In this hour, you got a brief introduction to the Instruments application and learned how to use two of the most immediately powerful instruments together, to augment your ability to debug your code. The instruments within this feature are so much more than we have space to cover here. They can inform you of just about every change that takes place in your machine, almost on an instruction-by-instruction basis.

By using the full panoply of instruments that are available, as well as leveraging the ability to easily create custom instruments by wrapping Apple’s provided interface around custom dtrace scripts, you can take your programs and programming to a whole new level. Start slowly, use the tools that are easy to use, and one day when you think “I wonder if there’s some way that I could find out what the system does when...,” turn to the Instruments feature. They’ll do that for you.

Q&A

Q. Can you save the traces from instruments for additional analysis later?

A. Yes. You can also pare down what is saved by picking unneeded traces in the Trace pane and selecting Delete Run from the Instruments menu. Saved user interface tracks can be reloaded for later playback. However, remember that they are quite literal about the location of features on the screen, so you need to position your application exactly identically if you want user interface playback to work from a saved run.

Q. Is the Instruments application limited to working with Xcode projects?

A. No. The Instruments application is actually a completely separate tool kit from Xcode. Xcode and Instruments simply interoperate fairly easily, making it a useful tool to use along Xcode for diagnosing problems with your projects. Instruments can actually profile the operation of any program (that your userid has permission to peek into) on the system, including the kernel. In addition, it can profile multiple programs simultaneously, enabling the debugging of situations where multiple intercommunicating programs are involved. You can access this additional functionality through the Attach to Process selection in the Target drop-down menu on the Instruments toolbar.

Workshop

Quiz

1. How can you get a better idea of the connection between user interface actions and memory leaks?

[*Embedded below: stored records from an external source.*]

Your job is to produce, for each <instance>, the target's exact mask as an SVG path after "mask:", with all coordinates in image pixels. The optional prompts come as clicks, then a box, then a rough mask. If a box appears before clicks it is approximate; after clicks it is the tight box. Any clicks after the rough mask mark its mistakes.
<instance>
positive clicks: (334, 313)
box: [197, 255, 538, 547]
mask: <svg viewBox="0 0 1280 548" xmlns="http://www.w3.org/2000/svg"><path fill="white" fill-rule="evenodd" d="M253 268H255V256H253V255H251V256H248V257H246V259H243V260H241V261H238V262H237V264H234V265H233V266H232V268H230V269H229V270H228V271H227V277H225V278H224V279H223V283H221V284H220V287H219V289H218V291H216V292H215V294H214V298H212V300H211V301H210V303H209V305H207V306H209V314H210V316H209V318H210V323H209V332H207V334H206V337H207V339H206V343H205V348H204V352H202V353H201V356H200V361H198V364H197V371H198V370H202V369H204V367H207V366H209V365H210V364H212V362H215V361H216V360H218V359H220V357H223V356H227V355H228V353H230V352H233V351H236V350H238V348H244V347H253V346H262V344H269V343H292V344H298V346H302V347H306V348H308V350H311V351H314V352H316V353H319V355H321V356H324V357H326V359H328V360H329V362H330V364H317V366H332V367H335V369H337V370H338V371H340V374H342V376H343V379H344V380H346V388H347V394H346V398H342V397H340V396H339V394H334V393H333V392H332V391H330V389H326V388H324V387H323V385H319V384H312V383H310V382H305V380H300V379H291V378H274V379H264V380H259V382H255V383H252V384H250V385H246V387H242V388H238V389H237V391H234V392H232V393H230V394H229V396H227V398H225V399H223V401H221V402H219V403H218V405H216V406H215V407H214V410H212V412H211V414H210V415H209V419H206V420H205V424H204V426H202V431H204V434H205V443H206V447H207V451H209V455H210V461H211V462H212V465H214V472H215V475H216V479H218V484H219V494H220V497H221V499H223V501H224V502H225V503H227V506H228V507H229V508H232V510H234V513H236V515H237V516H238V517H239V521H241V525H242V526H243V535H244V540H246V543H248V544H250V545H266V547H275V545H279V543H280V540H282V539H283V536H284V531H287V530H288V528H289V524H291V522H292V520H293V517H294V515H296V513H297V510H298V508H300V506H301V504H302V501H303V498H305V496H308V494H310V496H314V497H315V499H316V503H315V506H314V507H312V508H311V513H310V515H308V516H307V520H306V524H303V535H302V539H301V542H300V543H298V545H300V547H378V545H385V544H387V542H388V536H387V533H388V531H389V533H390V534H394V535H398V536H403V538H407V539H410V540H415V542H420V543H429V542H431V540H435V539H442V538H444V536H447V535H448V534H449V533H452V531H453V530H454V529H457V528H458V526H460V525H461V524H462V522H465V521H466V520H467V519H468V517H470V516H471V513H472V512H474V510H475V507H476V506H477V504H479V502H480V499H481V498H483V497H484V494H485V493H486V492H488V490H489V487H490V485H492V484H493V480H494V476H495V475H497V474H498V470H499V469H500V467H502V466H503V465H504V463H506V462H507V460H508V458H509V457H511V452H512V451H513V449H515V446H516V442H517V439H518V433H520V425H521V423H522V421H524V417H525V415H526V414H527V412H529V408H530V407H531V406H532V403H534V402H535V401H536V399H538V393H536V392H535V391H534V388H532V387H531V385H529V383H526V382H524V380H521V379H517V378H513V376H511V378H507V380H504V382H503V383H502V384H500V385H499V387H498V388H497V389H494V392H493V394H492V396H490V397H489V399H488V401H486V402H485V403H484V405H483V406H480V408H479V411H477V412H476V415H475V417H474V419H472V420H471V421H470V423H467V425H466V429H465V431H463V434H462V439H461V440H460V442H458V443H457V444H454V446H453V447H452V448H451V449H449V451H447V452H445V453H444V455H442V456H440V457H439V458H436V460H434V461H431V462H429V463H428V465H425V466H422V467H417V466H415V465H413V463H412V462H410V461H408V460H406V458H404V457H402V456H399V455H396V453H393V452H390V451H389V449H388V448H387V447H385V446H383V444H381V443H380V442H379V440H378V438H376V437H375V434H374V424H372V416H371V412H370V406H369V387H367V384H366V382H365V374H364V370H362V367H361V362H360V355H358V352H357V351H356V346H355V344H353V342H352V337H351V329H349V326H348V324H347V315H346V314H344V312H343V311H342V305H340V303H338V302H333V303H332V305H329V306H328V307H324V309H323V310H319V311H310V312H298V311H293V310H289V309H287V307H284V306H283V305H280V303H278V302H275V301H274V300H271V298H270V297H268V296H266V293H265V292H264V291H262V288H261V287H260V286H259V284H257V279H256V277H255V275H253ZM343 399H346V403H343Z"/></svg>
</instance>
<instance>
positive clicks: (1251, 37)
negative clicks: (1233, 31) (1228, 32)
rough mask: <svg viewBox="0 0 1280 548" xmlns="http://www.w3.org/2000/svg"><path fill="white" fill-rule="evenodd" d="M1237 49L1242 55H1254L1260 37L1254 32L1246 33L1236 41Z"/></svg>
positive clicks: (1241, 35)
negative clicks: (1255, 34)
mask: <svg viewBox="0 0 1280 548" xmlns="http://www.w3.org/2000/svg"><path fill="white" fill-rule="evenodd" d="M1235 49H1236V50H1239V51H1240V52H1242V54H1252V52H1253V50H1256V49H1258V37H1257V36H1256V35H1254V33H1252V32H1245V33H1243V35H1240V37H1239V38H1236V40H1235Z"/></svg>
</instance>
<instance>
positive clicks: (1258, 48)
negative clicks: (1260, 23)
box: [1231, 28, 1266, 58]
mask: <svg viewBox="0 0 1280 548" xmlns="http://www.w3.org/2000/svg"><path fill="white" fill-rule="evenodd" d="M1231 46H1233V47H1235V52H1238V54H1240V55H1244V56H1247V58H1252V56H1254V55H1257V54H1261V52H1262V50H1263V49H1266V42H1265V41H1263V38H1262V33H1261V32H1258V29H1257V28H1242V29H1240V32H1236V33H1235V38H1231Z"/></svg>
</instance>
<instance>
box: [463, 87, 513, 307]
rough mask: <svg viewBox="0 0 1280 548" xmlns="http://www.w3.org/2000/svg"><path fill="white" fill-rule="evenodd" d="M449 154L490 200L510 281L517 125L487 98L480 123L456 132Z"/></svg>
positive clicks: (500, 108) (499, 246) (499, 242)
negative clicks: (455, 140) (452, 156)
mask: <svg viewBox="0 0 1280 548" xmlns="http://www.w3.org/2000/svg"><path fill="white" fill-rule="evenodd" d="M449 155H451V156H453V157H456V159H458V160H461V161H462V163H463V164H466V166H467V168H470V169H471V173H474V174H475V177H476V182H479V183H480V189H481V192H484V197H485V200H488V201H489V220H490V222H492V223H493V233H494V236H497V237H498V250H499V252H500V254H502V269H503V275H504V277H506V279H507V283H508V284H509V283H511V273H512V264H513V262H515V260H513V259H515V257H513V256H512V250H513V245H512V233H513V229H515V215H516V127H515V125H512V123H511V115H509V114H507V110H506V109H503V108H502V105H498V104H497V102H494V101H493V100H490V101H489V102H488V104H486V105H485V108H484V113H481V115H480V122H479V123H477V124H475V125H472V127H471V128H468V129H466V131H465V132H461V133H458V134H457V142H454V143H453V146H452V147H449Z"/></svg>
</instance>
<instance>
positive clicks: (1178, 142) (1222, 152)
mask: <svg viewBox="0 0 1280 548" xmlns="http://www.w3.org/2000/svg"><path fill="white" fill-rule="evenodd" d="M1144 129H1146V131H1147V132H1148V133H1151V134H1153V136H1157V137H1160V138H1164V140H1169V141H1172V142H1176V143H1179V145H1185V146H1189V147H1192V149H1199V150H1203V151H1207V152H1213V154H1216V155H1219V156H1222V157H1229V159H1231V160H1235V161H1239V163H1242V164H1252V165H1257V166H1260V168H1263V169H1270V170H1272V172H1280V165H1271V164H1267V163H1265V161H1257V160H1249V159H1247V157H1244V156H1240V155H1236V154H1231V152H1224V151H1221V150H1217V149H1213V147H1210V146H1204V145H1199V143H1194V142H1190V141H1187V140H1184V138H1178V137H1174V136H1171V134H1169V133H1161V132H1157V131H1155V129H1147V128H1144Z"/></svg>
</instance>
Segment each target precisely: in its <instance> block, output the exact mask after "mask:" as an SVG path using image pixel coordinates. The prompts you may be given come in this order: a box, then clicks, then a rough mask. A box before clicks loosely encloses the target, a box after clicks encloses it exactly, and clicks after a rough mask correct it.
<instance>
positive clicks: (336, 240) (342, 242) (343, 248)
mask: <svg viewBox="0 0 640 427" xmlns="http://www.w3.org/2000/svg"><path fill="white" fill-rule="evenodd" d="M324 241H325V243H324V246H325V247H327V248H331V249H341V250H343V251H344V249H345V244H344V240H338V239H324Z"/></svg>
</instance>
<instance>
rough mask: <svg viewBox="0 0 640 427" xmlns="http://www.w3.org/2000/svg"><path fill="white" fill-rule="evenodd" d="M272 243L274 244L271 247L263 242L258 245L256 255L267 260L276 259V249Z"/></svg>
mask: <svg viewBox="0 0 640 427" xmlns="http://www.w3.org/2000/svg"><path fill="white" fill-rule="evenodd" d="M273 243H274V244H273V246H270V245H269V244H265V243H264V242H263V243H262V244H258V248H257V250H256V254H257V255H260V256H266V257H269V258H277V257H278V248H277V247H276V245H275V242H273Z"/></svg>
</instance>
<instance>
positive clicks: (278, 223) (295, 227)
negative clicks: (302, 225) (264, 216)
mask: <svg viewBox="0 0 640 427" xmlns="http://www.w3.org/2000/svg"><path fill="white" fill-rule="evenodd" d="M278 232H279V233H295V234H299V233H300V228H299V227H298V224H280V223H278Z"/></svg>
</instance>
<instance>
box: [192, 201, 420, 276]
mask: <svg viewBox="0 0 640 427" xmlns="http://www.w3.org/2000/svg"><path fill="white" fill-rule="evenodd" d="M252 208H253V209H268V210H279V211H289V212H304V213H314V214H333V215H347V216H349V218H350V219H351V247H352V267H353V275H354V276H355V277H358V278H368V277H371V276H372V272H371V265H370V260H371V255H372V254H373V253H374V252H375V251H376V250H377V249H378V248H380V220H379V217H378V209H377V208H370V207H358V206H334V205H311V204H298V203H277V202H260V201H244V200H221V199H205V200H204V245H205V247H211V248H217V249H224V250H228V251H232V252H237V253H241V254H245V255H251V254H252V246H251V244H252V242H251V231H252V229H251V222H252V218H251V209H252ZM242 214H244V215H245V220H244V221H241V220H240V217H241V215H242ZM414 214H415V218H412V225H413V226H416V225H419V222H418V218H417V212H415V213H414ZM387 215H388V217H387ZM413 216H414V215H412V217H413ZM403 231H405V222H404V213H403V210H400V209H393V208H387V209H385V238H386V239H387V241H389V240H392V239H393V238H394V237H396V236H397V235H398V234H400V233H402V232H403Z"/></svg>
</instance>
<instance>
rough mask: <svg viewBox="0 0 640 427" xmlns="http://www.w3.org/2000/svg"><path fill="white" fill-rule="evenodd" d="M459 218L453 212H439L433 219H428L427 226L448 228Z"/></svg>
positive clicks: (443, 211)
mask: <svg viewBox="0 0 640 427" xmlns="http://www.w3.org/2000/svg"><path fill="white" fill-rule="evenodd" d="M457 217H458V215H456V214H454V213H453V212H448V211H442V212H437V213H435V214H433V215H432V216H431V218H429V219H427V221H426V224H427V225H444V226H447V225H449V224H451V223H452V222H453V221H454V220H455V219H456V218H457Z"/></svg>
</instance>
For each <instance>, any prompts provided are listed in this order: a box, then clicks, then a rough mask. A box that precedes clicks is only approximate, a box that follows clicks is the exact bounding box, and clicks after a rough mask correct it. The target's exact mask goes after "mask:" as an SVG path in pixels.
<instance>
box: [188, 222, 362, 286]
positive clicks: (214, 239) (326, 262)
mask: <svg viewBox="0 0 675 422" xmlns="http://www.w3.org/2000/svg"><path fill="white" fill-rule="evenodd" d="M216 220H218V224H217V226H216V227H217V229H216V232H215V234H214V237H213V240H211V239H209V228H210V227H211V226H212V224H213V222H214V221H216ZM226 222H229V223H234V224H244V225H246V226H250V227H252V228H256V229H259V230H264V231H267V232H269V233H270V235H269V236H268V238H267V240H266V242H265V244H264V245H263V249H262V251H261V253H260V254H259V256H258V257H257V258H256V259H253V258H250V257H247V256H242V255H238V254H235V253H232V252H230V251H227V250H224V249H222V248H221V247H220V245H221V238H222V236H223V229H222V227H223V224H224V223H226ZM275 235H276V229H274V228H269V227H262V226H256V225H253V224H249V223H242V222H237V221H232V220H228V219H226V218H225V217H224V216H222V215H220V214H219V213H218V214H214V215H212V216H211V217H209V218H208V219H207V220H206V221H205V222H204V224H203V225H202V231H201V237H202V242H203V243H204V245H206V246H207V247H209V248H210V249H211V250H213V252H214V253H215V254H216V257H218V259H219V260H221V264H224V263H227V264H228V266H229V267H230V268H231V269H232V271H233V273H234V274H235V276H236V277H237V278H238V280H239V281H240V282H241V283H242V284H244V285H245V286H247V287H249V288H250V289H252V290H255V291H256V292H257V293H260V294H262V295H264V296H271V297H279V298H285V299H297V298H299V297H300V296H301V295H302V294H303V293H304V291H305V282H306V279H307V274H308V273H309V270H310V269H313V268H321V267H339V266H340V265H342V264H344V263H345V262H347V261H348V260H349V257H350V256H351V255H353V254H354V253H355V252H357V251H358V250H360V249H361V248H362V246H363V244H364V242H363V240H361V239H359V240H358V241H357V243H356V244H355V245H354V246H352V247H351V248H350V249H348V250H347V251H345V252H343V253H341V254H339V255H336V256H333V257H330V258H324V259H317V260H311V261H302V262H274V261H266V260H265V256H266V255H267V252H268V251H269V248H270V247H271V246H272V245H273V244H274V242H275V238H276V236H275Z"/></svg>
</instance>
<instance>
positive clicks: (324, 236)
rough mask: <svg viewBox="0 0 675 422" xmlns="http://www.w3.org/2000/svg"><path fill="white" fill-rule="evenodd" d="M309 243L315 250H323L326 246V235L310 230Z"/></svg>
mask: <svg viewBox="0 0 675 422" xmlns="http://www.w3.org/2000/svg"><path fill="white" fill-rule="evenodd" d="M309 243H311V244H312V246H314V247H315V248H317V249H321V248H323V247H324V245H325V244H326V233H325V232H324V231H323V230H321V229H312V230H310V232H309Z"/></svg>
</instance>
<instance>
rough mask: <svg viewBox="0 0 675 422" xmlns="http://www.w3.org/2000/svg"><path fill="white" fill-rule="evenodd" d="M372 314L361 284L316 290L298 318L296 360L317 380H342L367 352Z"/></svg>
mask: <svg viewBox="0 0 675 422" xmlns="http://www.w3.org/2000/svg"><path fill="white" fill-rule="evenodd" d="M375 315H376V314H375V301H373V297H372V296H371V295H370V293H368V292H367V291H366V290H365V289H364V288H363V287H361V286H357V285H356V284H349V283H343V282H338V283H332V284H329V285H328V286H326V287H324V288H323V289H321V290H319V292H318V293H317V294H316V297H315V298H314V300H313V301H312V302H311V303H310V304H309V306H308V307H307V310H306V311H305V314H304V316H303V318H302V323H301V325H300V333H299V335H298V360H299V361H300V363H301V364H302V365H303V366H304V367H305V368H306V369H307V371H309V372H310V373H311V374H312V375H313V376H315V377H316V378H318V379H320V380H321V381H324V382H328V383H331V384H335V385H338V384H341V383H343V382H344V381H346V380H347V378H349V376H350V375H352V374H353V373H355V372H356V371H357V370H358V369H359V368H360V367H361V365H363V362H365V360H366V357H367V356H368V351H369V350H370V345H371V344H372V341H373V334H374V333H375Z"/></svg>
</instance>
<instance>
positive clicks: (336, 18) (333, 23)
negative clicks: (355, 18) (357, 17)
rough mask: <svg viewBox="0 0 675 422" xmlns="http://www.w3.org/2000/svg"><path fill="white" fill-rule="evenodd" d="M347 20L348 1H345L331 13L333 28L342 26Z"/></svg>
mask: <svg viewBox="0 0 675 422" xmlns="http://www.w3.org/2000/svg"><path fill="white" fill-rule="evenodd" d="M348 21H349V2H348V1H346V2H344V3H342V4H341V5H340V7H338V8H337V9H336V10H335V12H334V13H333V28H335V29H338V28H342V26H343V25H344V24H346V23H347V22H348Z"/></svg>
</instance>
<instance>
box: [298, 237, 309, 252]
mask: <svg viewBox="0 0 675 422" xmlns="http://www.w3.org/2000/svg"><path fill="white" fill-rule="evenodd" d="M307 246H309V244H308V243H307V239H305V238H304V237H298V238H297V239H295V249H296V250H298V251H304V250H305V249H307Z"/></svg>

2. Where do the additional runs appear when you make several recordings in the same Instruments session?

Answers

1. Create an Instruments setup with a UI recorder instrument. Stop the run and delete it to get back to the initial Record mode. Then add a Leaks instrument. Set the Leaks snapshot interval to a small value, 1 second or less. Record a session, and use the timeline thumb to identify the UI recorder thumbnail frames that correspond to the reported leaks.

2. They are initially hidden, but can be revealed by clicking the disclosure triangle on the instruments in the Instruments pane.

Activities

1. Correct the memory leak in BeeLine. Profile it again to make certain that the leak is really gone.

2. Profile iBLine and determine whether it has any leaks. If it does, see if you can fix them. Remember that there is still a bug in the BetterList code, if you haven’t fixed it already, that causes a crash if you delete every point in the list and then try to add another.